# My Christmas present 200-500 photos



## NancyMoranG (Jan 21, 2016)

OK, they are definitely NOT show stoppers, but its great to have it! I need to buy a gimbal head but no idea what to look for in 1?
I am a long way off from using this on actual flying birds 
thoughts?


----------



## weepete (Jan 21, 2016)

I like the colour palette in them, depth of field is nice and you've managed to get a bit of action too. I'd call that a win!


----------



## NancyMoranG (Jan 21, 2016)

Thanks WeePete. It was fun out on the beach looking through viewfinder, and thinking the waves were closer to me than they were


----------



## John Hunt (Jan 21, 2016)

Nice and sharp looks like you are off to a great start.


----------



## MSnowy (Jan 21, 2016)

Nice set! I've been using this gimbal head for 2 years Amazon.com : Opteka GH1 Pro Heavy Duty Metal Gimbal Head (Supports up to 30lbs) : Tripod Heads : Camera & Photo


----------



## Don Kondra (Jan 21, 2016)

Nice start Nancy, congrats on the new lens 

If you are on a budget, this gimbal head has gotten some good reviews > Amazon.com : Mcoplus Professional Heavy Duty Metal Gimbal Tripod Head with Arca-Swiss Standard Quick Release Plate for Digital SLR Cameras : Camera & Photo

I would suggest the next step up would be a Jobu Design, I have the now discontinued Jr. 2 and am quite happy with it > Jobu Design Camera Supports and Accessories

If money is no object  there is always the Wimberley ! >Wimberley Professional Photo Gear  - Home Page 

Cheers, Don


----------



## LarryLomona (Jan 21, 2016)

Very nice, Nancy


----------



## NancyMoranG (Jan 21, 2016)

Thanks for all that info. I am using my ball head and not tightening it down so it moves a little. But I need to start looking at ordering a gimbal, thanks all.


----------



## dannylightning (Jan 22, 2016)

personally i find tripods slow me down allot,   i miss shots,  they just do not work well for wildlife photography IMO.   i so use a mono pod but mainly the rest the weight of the camera on the ground when i am standing in one spot or sling it over my shoulder and carry it around.   i pick it up and hand hold it most of the time that i shoot though.      if i keep it at eye level and try to keep it on the ground all the time trying to lean back or lean forward to get something low or high up just does not work out so well..    so its just there to take the weight off when being still and make it convenient to carry.           just something to think about..      it just takes to much time to adjust the tripod when you see something you want to shoot,  with wild life its not always there very long and that extra second or two it takes to mess with the tripod cant just take too long.      maybe they work fine for some people but not for me.

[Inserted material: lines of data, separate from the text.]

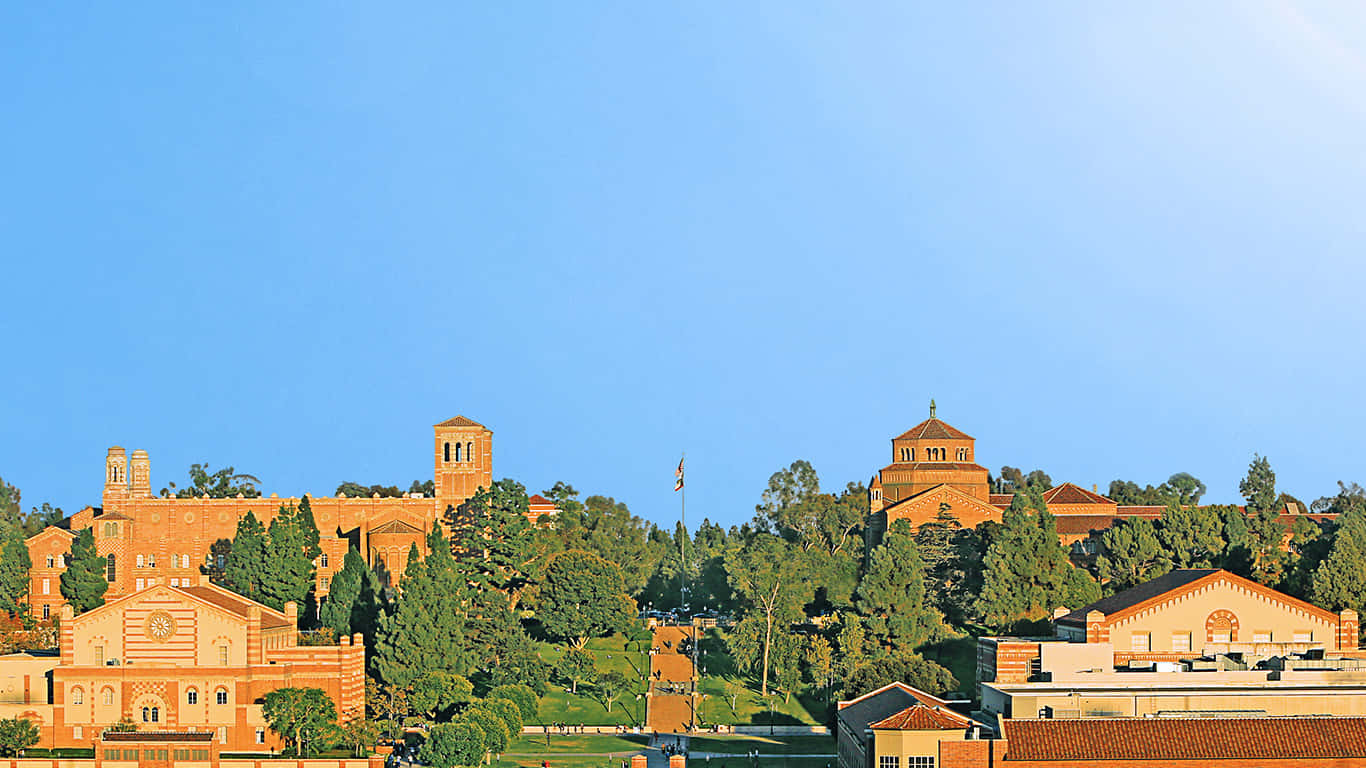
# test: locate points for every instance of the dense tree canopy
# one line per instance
(582, 596)
(302, 716)
(84, 582)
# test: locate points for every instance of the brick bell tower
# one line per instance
(463, 461)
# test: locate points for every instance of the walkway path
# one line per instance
(671, 681)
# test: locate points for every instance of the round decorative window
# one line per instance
(160, 626)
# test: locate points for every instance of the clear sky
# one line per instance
(291, 237)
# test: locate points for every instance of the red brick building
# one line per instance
(935, 468)
(191, 657)
(149, 540)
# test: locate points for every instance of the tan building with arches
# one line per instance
(193, 657)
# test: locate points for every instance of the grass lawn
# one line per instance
(959, 656)
(592, 744)
(753, 709)
(743, 744)
(560, 761)
(586, 708)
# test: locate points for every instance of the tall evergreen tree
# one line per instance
(493, 524)
(428, 629)
(84, 582)
(246, 560)
(344, 592)
(1340, 580)
(1193, 537)
(892, 597)
(1027, 573)
(1131, 554)
(1258, 487)
(288, 573)
(1265, 533)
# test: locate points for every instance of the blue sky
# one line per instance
(291, 238)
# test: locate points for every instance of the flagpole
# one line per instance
(682, 540)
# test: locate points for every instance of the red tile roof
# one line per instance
(933, 429)
(921, 718)
(234, 604)
(930, 466)
(461, 421)
(1071, 494)
(1071, 525)
(1103, 741)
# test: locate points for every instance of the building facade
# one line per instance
(935, 470)
(191, 657)
(150, 540)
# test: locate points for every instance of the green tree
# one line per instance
(288, 570)
(496, 735)
(1340, 580)
(340, 606)
(1131, 554)
(10, 507)
(913, 670)
(1258, 487)
(246, 560)
(1186, 487)
(426, 630)
(84, 582)
(892, 599)
(223, 484)
(1193, 537)
(521, 667)
(1026, 570)
(582, 596)
(359, 734)
(437, 692)
(851, 641)
(522, 696)
(17, 734)
(611, 685)
(14, 570)
(607, 528)
(493, 526)
(771, 584)
(302, 716)
(575, 667)
(507, 711)
(454, 744)
(818, 660)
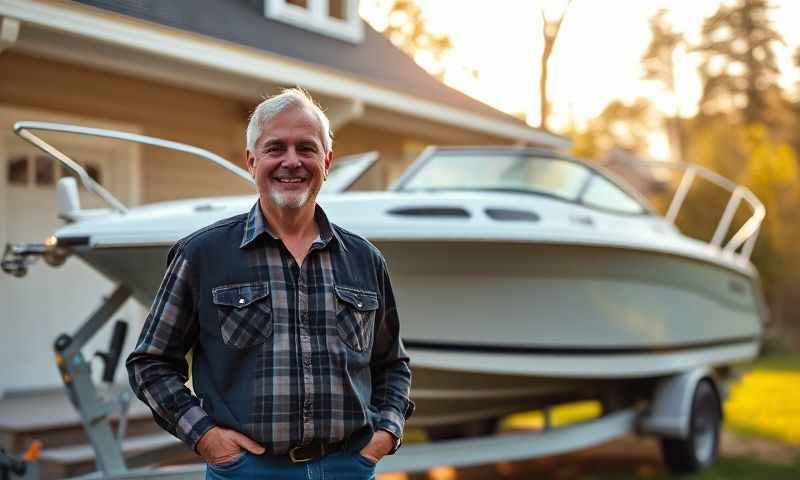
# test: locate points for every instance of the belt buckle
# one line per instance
(294, 459)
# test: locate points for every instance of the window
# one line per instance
(603, 194)
(18, 170)
(337, 9)
(508, 172)
(45, 171)
(335, 18)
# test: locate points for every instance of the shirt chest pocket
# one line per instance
(355, 317)
(245, 313)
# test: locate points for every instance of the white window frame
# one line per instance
(317, 18)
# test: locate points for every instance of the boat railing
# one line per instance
(25, 131)
(742, 242)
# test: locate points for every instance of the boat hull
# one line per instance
(494, 328)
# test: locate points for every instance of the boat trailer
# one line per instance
(682, 411)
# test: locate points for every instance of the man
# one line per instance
(298, 369)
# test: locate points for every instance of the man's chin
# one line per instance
(292, 201)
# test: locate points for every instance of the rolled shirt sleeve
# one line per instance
(157, 367)
(391, 372)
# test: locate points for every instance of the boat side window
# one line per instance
(18, 170)
(601, 193)
(501, 172)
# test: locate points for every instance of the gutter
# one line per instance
(157, 40)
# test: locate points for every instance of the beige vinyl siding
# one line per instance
(203, 119)
(198, 118)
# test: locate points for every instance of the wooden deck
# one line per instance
(48, 416)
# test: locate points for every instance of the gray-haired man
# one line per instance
(298, 368)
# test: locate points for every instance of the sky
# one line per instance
(596, 58)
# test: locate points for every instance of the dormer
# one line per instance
(335, 18)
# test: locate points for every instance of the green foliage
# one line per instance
(619, 125)
(750, 156)
(739, 63)
(408, 31)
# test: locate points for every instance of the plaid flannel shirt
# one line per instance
(323, 367)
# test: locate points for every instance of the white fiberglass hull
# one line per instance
(504, 317)
(497, 328)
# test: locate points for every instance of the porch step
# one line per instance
(157, 449)
(48, 416)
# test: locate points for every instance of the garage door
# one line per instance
(49, 301)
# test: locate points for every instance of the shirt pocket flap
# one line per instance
(362, 301)
(240, 295)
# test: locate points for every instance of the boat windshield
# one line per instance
(519, 173)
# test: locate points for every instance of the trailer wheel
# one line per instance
(700, 449)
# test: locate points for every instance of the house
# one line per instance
(189, 71)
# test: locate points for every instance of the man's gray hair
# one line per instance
(272, 106)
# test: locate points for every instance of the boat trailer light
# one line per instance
(17, 257)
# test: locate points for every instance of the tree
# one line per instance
(407, 29)
(550, 29)
(738, 63)
(659, 66)
(772, 175)
(619, 125)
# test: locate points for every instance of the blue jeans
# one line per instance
(337, 466)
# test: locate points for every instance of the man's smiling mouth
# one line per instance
(290, 179)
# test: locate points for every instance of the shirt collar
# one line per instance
(256, 225)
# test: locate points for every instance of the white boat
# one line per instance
(524, 278)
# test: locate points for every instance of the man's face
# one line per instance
(289, 162)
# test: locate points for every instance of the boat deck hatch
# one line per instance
(438, 212)
(512, 215)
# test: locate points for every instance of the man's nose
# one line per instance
(291, 159)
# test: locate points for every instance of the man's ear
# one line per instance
(328, 162)
(250, 161)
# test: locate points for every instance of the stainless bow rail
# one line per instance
(743, 241)
(23, 130)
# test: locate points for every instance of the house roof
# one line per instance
(242, 22)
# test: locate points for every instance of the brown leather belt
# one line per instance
(314, 450)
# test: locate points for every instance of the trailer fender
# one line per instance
(671, 405)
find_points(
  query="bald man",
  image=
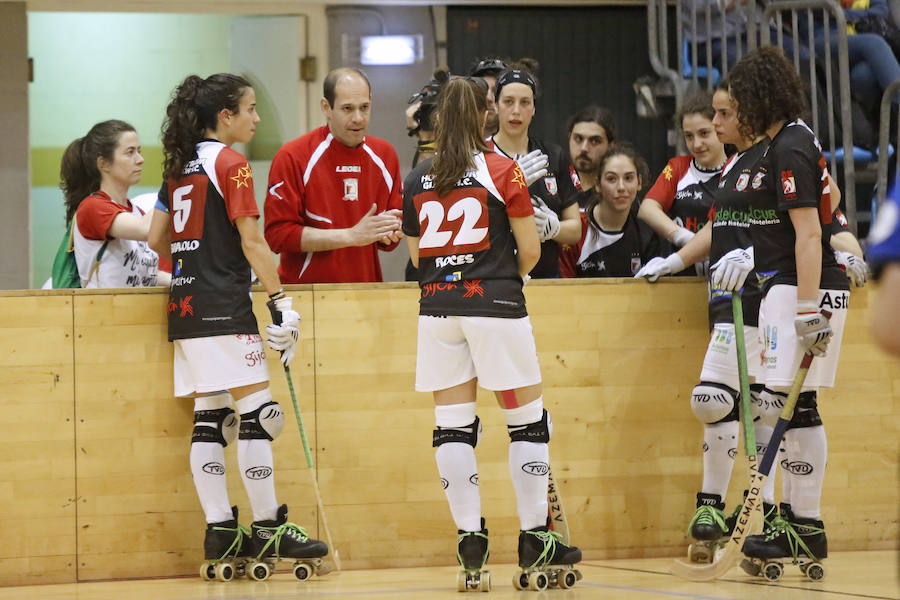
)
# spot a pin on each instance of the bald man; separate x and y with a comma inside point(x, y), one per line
point(334, 196)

your photos look nice..  great set.


----------



## astroNikon (Jan 22, 2016)

MSnowy said:


> Nice set! I've been using this gimbal head for 2 years Amazon.com : Opteka GH1 Pro Heavy Duty Metal Gimbal Head (Supports up to 30lbs) : Tripod Heads : Camera & Photo


I recommend the same gimbal head.


----------



## bulldurham (Jan 22, 2016)

I bought the Oben Gimbal head for my 200-500 and could not be more pleased with the build quality and ease of use. Balances on the Arca plate with no issues at all. Oben  GH-50 Gimbal Head GH-50 B&H Photo Video


----------



## WesternGuy (Jan 22, 2016)

Very nice - like the 1st one the best - the reflection does it for me.

As far as Gimbal heads go, I would urge you to do your research - check out all the product reviews you can find -  e.g.  Best gimbal head: we review 6 top models to see which is best for your large lenses | Digital Camera World - see the other pages as well.

I have the Jobu Designs Heavy Duty Mark 3, since replaced by the Mark 4 - Jobu Heavy Duty MK IV and I really like it, but it is meant for heavier lenses basically anything 400mm and above.  Make sure that the tripod you have will support the gimbal head + the lens and the camera you are going to mount on it or you may have to invest in a new one.  Having an insufficient tripod for the combination - mount+camera+lens+other accessories is asking for trouble.   I would err on the side of a slightly larger than required tripod rather than risk getting one that is inadequate to support your equipment.  For example, Jobu recommends a tripod capable of supporting up to 25 lbs. (11.3 kg) for their Mark 4 gimbal.  When you do decide on a gimbal, make sure you check the tripod requirements for it and your gear to be mounted on it. 

In terms of other accessories, you may also wish to mount a flash with a better beamer on the gimbal, so make sure the gimbal can accommodate a flash bracket for this purpose.  If you don't have them, you may also have to acquire Arca-Swiss plates for the lenses that you will mount on the gimbal.  Hope this gives you a few things to consider.  Remember, come to the forum and ask as many questions as you want, because you are going to want to make an informed decision.

WesternGuy


----------



## JacaRanda (Jan 22, 2016)

Congrats and have FFFFUNNNN!!!!!!   Love watching and photographing shorebirds especially on the beach.


----------



## DarkShadow (Jan 22, 2016)

Pretty Awesome present,great shots.


----------